EPA’s general directive to its regions is that they should consider whether to move forward with response actions, or whether, under the circumstances, securing a site is more appropriate so that response actions can continue at a later date. While on-site response actions may start or continue where there are no COVID-19 health declarations that prohibit or discourage such activities, EPA emphasizes that other factors must also be considered, including: the safety and availability of work crews, the critical nature of the work, logistical challenges (e.g., transportation, lodging, availability of meals, etc.), and the nature of the construction required. Continue reading “EPA Takes a Case-by-Case Approach in New Guidance for Cleanups and Emergency Response Actions: A First in Its History”

FERC Provides Additional Regulatory Relief and Guidance in Response to Coronavirus Pandemic

Mark R. Haskell, Brett A. Snyder, and Lamiya N. Rahman

On April 2, 2020, the Federal Energy Regulatory Commission (“FERC” or “Commission”) announced several measures intended to provide relief to regulated entities responding to the COVID-19 pandemic. A summary of FERC’s previous COVID-19-related relief and guidance can be found here.

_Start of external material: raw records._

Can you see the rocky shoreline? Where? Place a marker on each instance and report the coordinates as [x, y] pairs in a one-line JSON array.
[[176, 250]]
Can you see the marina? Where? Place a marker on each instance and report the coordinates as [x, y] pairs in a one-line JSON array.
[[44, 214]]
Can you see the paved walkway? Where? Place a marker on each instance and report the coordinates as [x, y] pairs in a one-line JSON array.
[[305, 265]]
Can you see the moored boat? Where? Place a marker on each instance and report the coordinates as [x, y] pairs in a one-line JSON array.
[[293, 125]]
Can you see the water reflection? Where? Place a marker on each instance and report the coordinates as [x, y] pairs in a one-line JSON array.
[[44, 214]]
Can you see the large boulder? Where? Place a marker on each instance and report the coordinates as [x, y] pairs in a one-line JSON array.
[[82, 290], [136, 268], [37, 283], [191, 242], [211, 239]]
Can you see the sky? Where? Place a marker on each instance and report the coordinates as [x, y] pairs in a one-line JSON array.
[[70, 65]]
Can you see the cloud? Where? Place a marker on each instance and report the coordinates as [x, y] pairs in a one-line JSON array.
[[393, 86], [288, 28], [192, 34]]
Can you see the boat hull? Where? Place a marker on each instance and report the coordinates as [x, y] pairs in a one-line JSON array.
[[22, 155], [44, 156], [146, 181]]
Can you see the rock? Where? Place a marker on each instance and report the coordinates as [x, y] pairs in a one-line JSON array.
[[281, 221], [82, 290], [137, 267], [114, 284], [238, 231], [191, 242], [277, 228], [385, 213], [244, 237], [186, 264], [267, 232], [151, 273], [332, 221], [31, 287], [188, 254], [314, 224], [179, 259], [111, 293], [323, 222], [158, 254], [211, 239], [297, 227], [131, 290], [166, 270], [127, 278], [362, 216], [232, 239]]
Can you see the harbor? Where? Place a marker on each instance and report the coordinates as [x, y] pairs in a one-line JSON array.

In a Policy Statement, the Commission indicated it will prioritize and expeditiously act on requests for relief filed by regulated entities in connection with ensuring business continuity of their energy infrastructure. In a series of notices and orders, the Commission also extended or clarified the relief available to regulated entities that are unable to meet certain deadlines or regulatory requirements as a result of their COVID-19 response. This relief includes:

    • Extension to June 1, 2020 for the following deadlines:
      1. Form Nos. 60 (Annual Report of Centralized Service Companies) and 61 (Narrative Description of Service Company Functions);
      2. Form No. 552 (Annual Report of Natural Gas Transactions); and
      3. Electric Quarterly Report Form 920.
    • Extensions to May 1, 2020 for the following deadlines for categories of filings that would otherwise be due on or before May 1, 2020:
      1. interventions, protests, or comments to a complaint;
      2. briefs on and opposing exceptions to an initial decision;
      3. answers to complaints and orders to show cause; and
      4. initial and reply briefs in paper hearings.
    • Waiver of FERC regulations governing the form of filings submitted to the Commission (e.g., provision of sworn declarations) through May 1, 2020.
    • Shortening of the answer period to three business days for motions for extensions of time due to COVID-19 emergency conditions. The Commission indicated it will also consider requests to shorten the comment period for motions seeking waiver of requirements in Commission orders, regulations, tariffs, rate schedules, and service agreements to as short as five days.
    • Temporary blanket waivers from document notarization and in-person meeting requirements established under open access transmission tariffs, or other tariffs, rate schedules, service agreements, or contracts subject to the Commission’s jurisdiction. These waivers are effective through September 1, 2020.
    • Extension of time for filing regional transmission organization (“RTO”)/independent system operator (“ISO”) Uplift Reports and Operator Initiated Commitment Reports required pursuant to Order No. 844 that were originally due between April and September 2020. These reports are now due to be posted on the RTOs/ISOs websites by October 20, 2020.